Die Predigt wurde von Mitgliedern der Vorbereitungsgruppe gemeinsam in vier Abschnitten gehalten. Schriftlesung in dem Abendmahlsgottesdienst war 1. Kor. 11, 17 – 34.
Liebe Gemeinde,
ich habe ganz unterschiedliche Erfahrungen gehört, als wir vor über einem Jahr für die Predigtreihe und die intensivere Beschäftigung mit dem Heidelberger Katechismus geworben haben. Interesse und Ablehnung. Da gab es manche schwierige Erinnerung – eher Negatives, Erinnerungen an den Zwang, vor allem an den Zwang, alte unverständliche Sätze auswendig lernen zu müssen. Ich weiß von manchen, die schreckliche Erfahrung damit gemacht haben, das alles auswendig lernen müssen, in einem Alter, in dem sie selbst viele Fragen hatten, oft ganz andere als die, die im Heidelberger vorkamen.
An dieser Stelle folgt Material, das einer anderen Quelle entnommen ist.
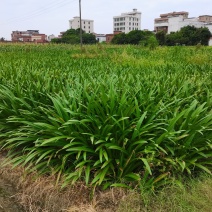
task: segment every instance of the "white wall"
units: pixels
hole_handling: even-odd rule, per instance
[[[124,20],[116,21],[116,19],[120,18],[124,18]],[[113,31],[128,33],[136,29],[141,29],[141,12],[138,12],[136,9],[132,12],[122,13],[120,16],[113,17]]]
[[[86,33],[93,33],[94,32],[94,21],[89,19],[82,19],[82,30]],[[79,29],[80,28],[80,17],[74,17],[69,21],[69,28],[70,29]]]
[[[168,20],[168,34],[171,32],[177,32],[181,28],[180,22],[183,21],[183,16],[171,17]]]
[[[212,24],[206,24],[205,26],[210,30],[210,32],[212,34]]]
[[[212,46],[212,37],[211,37],[211,39],[209,40],[208,45],[209,45],[209,46]]]
[[[106,35],[96,35],[96,39],[101,42],[106,42]]]
[[[177,32],[182,27],[185,26],[195,26],[196,28],[200,27],[208,27],[210,32],[212,33],[212,24],[205,24],[203,22],[200,22],[198,18],[183,18],[183,16],[178,17],[170,17],[168,19],[168,23],[155,23],[155,27],[162,27],[162,26],[168,26],[168,34],[171,32]]]

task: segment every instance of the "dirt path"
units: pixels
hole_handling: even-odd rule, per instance
[[[13,195],[16,191],[0,175],[0,212],[23,212],[24,210],[15,202]]]
[[[4,155],[0,152],[0,165],[3,159]],[[0,170],[0,212],[24,212],[22,207],[15,201],[15,194],[17,194],[16,189],[5,179]]]

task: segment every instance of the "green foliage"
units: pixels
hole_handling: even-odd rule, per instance
[[[176,44],[194,46],[198,43],[208,45],[211,33],[208,28],[196,28],[194,26],[185,26],[178,32],[172,32],[166,35],[166,44],[174,46]]]
[[[156,33],[156,38],[158,40],[159,45],[163,46],[166,43],[166,33],[162,30]]]
[[[93,34],[84,33],[82,35],[82,42],[84,44],[95,44],[96,43],[96,37]]]
[[[0,147],[14,166],[104,188],[211,173],[211,49],[79,52],[0,45]]]
[[[85,33],[82,30],[83,44],[95,44],[96,37],[93,34]],[[54,38],[52,43],[67,43],[67,44],[79,44],[80,43],[80,29],[69,29],[63,35],[62,38]]]
[[[114,36],[111,43],[113,44],[141,44],[143,46],[148,45],[149,37],[154,34],[150,31],[142,31],[142,30],[132,30],[129,33],[120,33]]]
[[[154,50],[158,46],[158,41],[155,36],[149,37],[147,43],[150,50]]]
[[[127,41],[127,35],[125,33],[117,34],[113,37],[111,43],[113,44],[126,44]]]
Ich habe aber auch Stimmen gehört, dass Menschen sagen: „Was ist mein einziger Trost? - diese Frage hat mich begleitet mein Leben lang“.
Andere Fragen sind mir wichtig geworden. Es gibt viel Unterschiedliches zum Heidelberger Katechismus. Ich weiß von einem älteren Herrn, der aus dem Konfirmandenunterricht erzählt hat. Immer dann, wenn er das, was er auswendig lernen sollte, nicht aufsagen konnte, hat der Pfarrer ihn dazu verdonnert, dem Organisten beim Blasebalgtreten zu helfen. Bei meiner Begeisterung für Orgelmusik weiß ich nicht, ob ich das nicht doch irgendwie schätzen will oder ob ich darin ein Beispiel für schlechte Pädagogik sehen soll.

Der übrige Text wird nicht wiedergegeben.